Fawad joins a long list of PTI leaders who have announced quitting PTI following the May 9 vandalism and violent protests across the country — hours after the National Accountability Bureau (NAB) arrested PTI chief Imran Khan in the Al-Qadir Trust corruption case.
So far Dr Shireen Mazari, Fayyazul Hassan Chohan, Malik Amin Aslam, Mahmood Moulvi, Amir Kayani, Jai Prakash, Aftab Siddiqui and Sanjay Gangwani among many others have left Imran Khan’s party.
Shireen, while speaking to the media in Islamabad on Tuesday, announced that she was not only leaving the party but also saying goodbye to active politics, saying that her health and daughter Imaan Mazari suffered significantly during her 12-day incarceration.
“I am leaving politics because of my children, family, and health issues. My family and children are my first priority,” she said. “I have condemned the events that took place on May 9 and 10. I have condemned all forms of disorder.”
Though, PTI Chairman Imran sees this exodus as “forced divorces” at “gunpoint”, political experts suggest that it’s an attempt to factionalise the PTI just like the PML-N was converted into PML-Q overnight at the turn of the last century.
“Without beating around the bush, this is obviously the result of pressure coming from the establishment. The government is simply fanning it,” former PPP senator Mustafa Nawaz Khokhar said.
Khokhar had himself paid the price of continuously speaking up on human rights violations, especially of the PTI leaders, before being asked to leave the PPP.
He said that the current practice of pressuring politicians to leave politics wasn’t pleasing.

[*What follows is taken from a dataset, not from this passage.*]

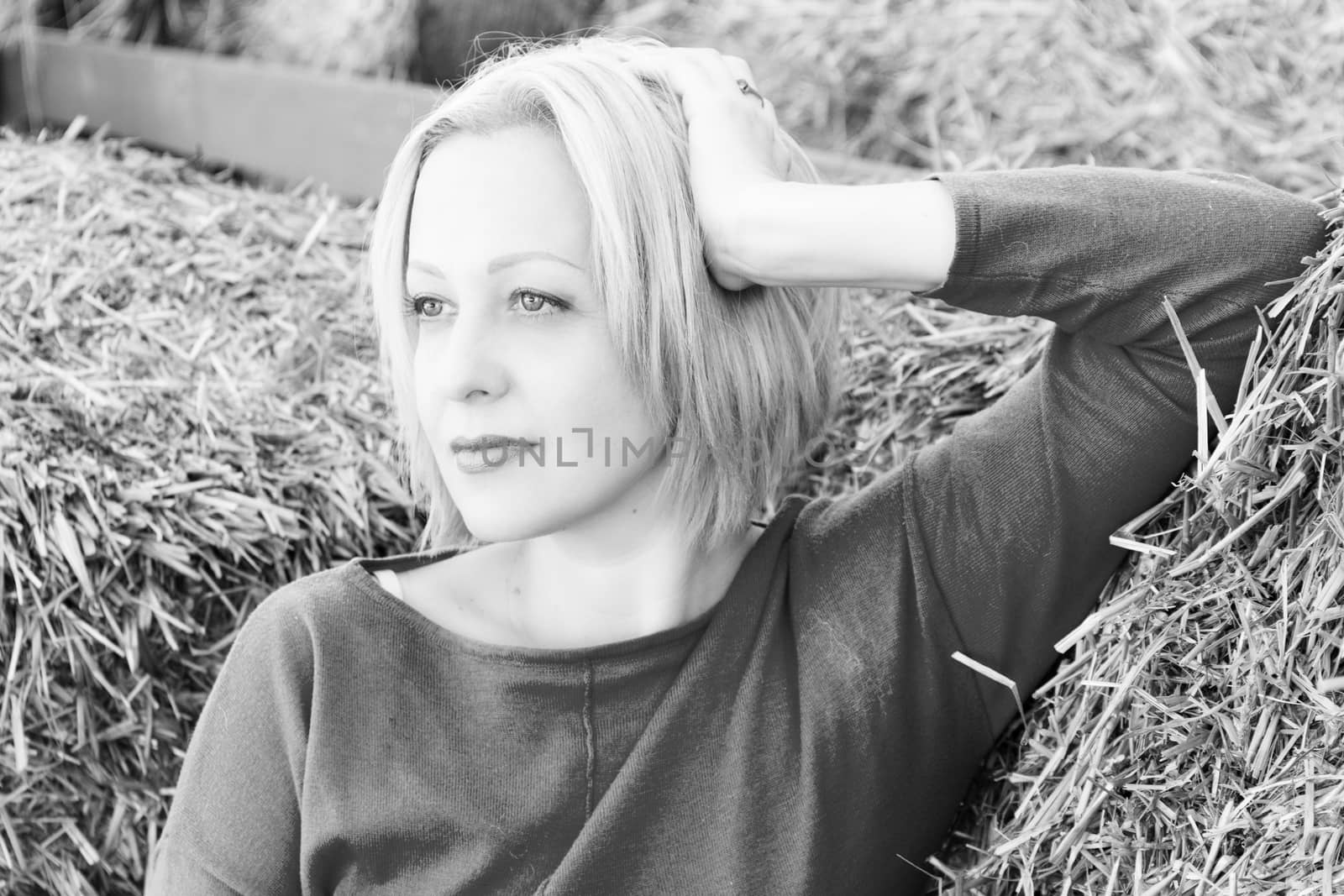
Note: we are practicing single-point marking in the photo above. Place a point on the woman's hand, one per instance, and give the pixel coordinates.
(736, 148)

The incumbent rulers, he added, shouldn’t take pleasure in opponents’ departure from political arena.
“This doesn’t bode well for politics in general and those who are beaming at it today will surely regret it tomorrow.”

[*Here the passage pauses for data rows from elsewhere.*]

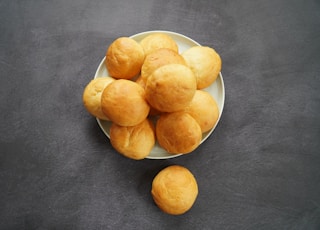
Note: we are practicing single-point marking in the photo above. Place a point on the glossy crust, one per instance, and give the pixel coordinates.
(205, 62)
(124, 58)
(203, 108)
(170, 88)
(123, 102)
(178, 132)
(156, 41)
(174, 190)
(134, 142)
(92, 96)
(159, 58)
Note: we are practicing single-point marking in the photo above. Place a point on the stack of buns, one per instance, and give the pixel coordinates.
(151, 79)
(154, 94)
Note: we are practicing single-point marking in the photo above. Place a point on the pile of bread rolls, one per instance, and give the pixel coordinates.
(155, 94)
(150, 80)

On the whirlwind of arrests and continuous pressure from the powerful quarters, the former senator said that “only time will tell if the PTI survives this”, adding that the political parties had survived in the past.
The unexpected chain of events has unfolded just days after a series of attacks on key civilian and military installations on May 9, following the arrest of the former prime minister in a graft case.
Soon after the arrest, protesters took to the streets, key government and military buildings were attacked, ransacked and torched, several people lost lives and dozens were injured while scores of the PTI supporters were detained, including key party leaders.